Photo by Brandon Hicks Newly elected Sheriff Dexter Lunceford, second from left, is administered his oath of office by Circuit Court Judge Jean Stanley on Friday afternoon as his wife and daughters look on.
Photo by Brandon Hicks
Newly elected Sheriff Dexter Lunceford, second from left, is administered his oath of office by Circuit Court Judge Jean Stanley on Friday afternoon as his wife and daughters look on.

New sheriff, incumbent mayor, a dozen-plus rookie commissioners and more take oaths

Published 11:56am Monday, September 1, 2014

A lot of swearing took place Friday afternoon in the courtroom at the Carter County Courthouse.
This was no hotly contested case, but rather two ceremonies held to swear in officials elected during the general election held Aug 7.
Two separate ceremonies were held on Friday; one was for county officials and another for the state court officials serving the First Judicial District of Tennessee.
The first ceremony was held at 3 p.m. by Circuit Court Judge Jean Stanley and began with the elected constables – two for each of the county’s eight districts – taking their oath of office.
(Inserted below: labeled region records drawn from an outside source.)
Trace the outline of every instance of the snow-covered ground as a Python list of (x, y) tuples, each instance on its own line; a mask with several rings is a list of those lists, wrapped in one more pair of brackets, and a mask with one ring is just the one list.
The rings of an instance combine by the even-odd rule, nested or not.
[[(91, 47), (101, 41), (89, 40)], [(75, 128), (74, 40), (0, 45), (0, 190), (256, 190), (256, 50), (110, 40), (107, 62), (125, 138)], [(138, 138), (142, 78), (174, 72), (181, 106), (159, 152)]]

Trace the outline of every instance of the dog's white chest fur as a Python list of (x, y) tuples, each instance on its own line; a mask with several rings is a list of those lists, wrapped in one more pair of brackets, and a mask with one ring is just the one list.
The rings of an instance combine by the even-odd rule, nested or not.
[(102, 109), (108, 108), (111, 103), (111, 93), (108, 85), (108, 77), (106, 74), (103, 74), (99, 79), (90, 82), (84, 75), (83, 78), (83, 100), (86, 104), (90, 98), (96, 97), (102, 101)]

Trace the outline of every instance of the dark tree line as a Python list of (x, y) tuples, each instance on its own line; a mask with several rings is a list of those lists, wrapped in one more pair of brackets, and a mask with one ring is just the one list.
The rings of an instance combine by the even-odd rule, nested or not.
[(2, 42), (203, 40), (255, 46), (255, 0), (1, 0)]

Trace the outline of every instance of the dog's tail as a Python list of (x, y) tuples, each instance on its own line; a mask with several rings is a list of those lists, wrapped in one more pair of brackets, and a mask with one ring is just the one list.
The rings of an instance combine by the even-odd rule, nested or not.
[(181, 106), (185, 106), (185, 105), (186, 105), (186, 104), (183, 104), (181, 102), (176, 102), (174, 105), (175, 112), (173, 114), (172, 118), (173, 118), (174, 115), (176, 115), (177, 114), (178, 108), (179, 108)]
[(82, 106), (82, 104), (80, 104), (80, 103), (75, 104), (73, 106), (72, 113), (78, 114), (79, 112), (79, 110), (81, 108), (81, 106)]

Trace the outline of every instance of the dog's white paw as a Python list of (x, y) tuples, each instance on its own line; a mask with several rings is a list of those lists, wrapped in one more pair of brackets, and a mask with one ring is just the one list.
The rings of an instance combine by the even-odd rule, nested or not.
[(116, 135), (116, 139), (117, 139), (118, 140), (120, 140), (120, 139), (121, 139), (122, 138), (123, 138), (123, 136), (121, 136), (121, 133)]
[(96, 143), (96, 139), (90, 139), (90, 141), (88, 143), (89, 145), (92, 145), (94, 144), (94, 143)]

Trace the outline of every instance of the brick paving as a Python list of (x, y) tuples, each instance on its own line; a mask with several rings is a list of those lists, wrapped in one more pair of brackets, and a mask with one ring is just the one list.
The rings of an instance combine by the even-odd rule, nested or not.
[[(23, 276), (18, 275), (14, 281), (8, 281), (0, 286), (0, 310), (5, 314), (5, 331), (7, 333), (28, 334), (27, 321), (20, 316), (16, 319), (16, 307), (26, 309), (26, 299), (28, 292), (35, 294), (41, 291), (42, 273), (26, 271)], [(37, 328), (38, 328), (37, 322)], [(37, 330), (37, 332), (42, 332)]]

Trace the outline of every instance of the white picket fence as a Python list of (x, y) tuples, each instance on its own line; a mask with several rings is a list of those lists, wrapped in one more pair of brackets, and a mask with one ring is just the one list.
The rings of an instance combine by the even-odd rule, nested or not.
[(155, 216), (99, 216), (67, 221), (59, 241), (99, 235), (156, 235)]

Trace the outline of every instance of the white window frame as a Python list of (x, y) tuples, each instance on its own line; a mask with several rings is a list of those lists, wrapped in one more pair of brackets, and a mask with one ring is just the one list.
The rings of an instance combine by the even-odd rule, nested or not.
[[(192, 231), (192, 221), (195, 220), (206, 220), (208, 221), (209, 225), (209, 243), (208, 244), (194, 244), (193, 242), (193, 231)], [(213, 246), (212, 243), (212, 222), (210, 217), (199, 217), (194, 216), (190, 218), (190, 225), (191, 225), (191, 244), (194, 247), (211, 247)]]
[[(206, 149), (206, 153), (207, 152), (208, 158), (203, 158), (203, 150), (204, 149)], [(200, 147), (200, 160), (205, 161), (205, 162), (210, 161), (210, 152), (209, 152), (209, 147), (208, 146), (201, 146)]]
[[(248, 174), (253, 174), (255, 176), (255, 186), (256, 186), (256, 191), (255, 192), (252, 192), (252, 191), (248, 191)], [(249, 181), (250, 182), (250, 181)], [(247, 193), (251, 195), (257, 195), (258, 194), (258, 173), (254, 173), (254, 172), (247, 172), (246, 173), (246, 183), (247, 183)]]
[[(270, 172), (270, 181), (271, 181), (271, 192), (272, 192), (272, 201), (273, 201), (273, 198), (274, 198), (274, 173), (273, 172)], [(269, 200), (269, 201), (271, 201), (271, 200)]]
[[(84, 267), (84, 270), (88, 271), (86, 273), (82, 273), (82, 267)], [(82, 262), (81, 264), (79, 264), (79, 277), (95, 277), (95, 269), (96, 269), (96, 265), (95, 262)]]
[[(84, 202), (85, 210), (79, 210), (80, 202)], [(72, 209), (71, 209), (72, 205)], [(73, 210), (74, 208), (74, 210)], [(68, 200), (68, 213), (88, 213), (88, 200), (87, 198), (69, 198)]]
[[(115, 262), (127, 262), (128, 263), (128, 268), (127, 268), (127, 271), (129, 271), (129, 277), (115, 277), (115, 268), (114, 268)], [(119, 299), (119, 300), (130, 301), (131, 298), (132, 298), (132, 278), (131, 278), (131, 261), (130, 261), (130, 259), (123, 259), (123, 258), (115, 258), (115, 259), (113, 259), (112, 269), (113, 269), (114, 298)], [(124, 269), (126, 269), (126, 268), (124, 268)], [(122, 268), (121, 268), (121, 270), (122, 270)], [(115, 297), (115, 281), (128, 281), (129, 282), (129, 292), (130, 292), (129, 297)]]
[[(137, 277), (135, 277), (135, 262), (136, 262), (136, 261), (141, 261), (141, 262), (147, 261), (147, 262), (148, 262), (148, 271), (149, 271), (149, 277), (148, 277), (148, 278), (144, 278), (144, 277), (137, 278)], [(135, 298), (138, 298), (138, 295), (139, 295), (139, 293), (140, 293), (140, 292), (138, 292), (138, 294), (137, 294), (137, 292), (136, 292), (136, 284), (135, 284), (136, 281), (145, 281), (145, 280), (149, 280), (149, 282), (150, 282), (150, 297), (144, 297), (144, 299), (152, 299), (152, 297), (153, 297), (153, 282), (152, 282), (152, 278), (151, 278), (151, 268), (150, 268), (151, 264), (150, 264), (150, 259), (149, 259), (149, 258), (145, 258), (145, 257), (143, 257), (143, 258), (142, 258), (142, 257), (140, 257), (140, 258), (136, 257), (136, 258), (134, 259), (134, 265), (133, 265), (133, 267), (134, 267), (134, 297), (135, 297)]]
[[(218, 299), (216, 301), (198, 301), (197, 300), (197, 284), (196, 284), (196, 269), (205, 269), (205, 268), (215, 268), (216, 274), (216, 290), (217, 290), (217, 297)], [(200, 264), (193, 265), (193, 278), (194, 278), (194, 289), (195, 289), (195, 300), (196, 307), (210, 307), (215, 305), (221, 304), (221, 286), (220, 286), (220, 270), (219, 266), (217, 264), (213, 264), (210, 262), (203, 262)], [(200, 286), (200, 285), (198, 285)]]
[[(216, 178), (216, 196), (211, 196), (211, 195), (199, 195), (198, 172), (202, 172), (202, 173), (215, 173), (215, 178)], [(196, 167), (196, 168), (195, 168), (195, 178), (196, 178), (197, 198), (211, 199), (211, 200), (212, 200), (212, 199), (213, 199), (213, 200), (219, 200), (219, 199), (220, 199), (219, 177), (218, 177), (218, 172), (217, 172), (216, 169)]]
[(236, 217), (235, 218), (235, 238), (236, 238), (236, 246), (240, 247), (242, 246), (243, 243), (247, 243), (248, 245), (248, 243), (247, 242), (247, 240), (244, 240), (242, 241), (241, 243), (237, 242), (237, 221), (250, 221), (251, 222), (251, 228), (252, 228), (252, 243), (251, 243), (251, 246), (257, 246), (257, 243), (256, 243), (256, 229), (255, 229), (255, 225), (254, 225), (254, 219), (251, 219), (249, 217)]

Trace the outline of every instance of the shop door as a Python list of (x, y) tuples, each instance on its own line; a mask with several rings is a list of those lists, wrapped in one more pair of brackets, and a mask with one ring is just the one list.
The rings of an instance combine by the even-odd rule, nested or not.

Next was a member of the Carter County Board of Education followed by the County Commission.
A total of 24 County Commissioners – three for each of the eight districts – pledged to “perform with fidelity” the duties of their office and to defend the Constitution of the United States as well as the Constitution of the State of Tennessee.
The County Commission has a majority of new members. Of the 24-member body, only 10 are commissioners who served last term.
After the oaths by the commissioners, the county’s office holders were sworn in by Stanley.
County Clerk Mary Gouge, Superintendent of Roads Roger Colbaugh, Circuit Court Clerk Johnny Blankenship, Carter County Sheriff Dexter Lunceford and Carter County Mayor Leon Humphrey all raised their right hand and gave their oath to faithfully perform their duties.
The term of service for the newly elected officials does not officially begin until Sept. 1, but because that date falls on the Labor Day holiday, the ceremony was held on Friday.
Lunceford said he is prepared to take on his new role and is planning to do so at 12:01 a.m. Monday.
“I am going to go 10-8 over the radio,” he said. “10-8” is the 10 code which local law enforcement officers use on the radio when they come on duty for service.